A França, país fundador da União Européia e um dos principais pesos econômicos e políticos do continente, se tornou, na última semana, o primeiro membro da comunidade a rejeitar o tratado que estabelece uma Constituição para a Europa. No referendo do domingo 29, a maioria dos eleitores, 54,87%, respondeu “não” ao projeto, contra 45,13%, que optou pelo sim. O índice de participação, 69,34%, é recorde para um escrutínio sobre uma questão européia e só se compara à participação registrada em setembro de 1992, quando os franceses foram consultados sobre o Tratado de Maastricht, que definiu a criação da moeda única. Dias depois do terremoto francês, na quarta-feira 1º , uma nova onda de choque, embora previsível, abalou a Europa: 61,6% dos holandeses rechaçaram a Constituição, contra 38,4% que a aprovaram. Como para a Constituição vigorar tem que ser aprovada pelos 25 países do bloco, os líderes europeus temem agora um efeito dominó. Nove países, entre eles Alemanha, Itália e Espanha, já ratificaram o documento.

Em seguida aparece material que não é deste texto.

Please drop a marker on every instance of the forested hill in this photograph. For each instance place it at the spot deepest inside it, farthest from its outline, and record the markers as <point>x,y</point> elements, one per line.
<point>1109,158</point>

Os outros 15 devem fazê-lo até novembro de 2006.

No caso da França, a vitória do “não” derrotou tanto a centro-direita governante como a maioria da esquerda socialista, que faziam campanha aberta pelo “sim”. Também a grande mídia e a intelligentsia francesa saíram chamuscadas. Os vitoriosos, da extrema esquerda à extrema direita, faziam uma estranha parceria. Mas o principal derrotado foi o presidente Jacques Chirac, que teve de trocar o primeiro-ministro Jean Pierre Raffarin por Dominique Villepin.

Incerteza – Ainda que políticos e analistas tentem evitar cenários catastróficos, o futuro do tratado constitucional europeu é incerto. “Sem o apoio da França e com o voto negativo de outros países, o tratado está morto”, afirma Sebastian Kurpas, do Centro para Estudos Políticos Europeus (CEPS), em Bruxelas. “Mas é possível que a União Européia ainda tente uma solução alternativa, fazendo passar os artigos a granel, ou que a França e os outros países que votaram ‘não’ por referendo encontrem uma brecha na legislação para fazerem passar o texto”, opina Kurpas.

A Constituição européia deve substituir todos os textos que regem atualmente a União Européia. O papel das políticas econômicas do bloco é um dos aspectos mais controversos do tratado constitucional. Cerca de dois terços dos 448 artigos do projeto são consagrados a essas políticas. Uma anomalia, na opinião de alguns economistas. “Nenhum texto constitucional dos países democráticos define as regras da política econômica com tanta minúcia”, afirma Dominique Plihon, economista e presidente do conselho científico de ATTAC (iniciais de Associação por uma Taxa sobre Transações Especulativas para Apoio aos Cidadãos).

Na França, os partidários do “não” afirmam que o tratado consagra um modelo
de economia liberal, no qual a competitividade e a concorrência primam sobre as políticas públicas e sociais. Denunciam também a rigidez da política monetária européia, que, em nome da estabilidade de preços, reduz a margem de manobra dos governos nacionais e consagra a independência do Banco Central Europeu. O documento institucionaliza o Pacto de Estabilidade e Crescimento, assinado em Amsterdã em 1997, que obriga o países aderentes a conter o déficit público abaixo de 3,5% do Produto Interno Bruto de cada país e a dívida abaixo dos 60% do PIB. A contenção do déficit é criticada pelos economistas não-ortodoxos, que acreditam
que os gastos públicos podem servir de instrumento de incentivo econômico em caso de ameaça de recessão e, diante disso, os Estados deveriam poder ultrapassar a barreira dos 3%, como ocorreu com a França e a Alemanha no
começo dos anos 2000.

Chefes de Estado e de governo vão tentar, agora, salvar o que podem do processo de ratificação do tratado, enquanto se preparam para a próxima reunião da Cúpula Européia, nos próximos dias 16 e 17 de junho, em Bruxelas, onde devem lançar um apelo à continuidade das ratificações à Constituição. Resta saber agora se os europeus poderão superar a crise ou se as contradições vão engessar, de vez, o processo de ratificação da Constituição Européia.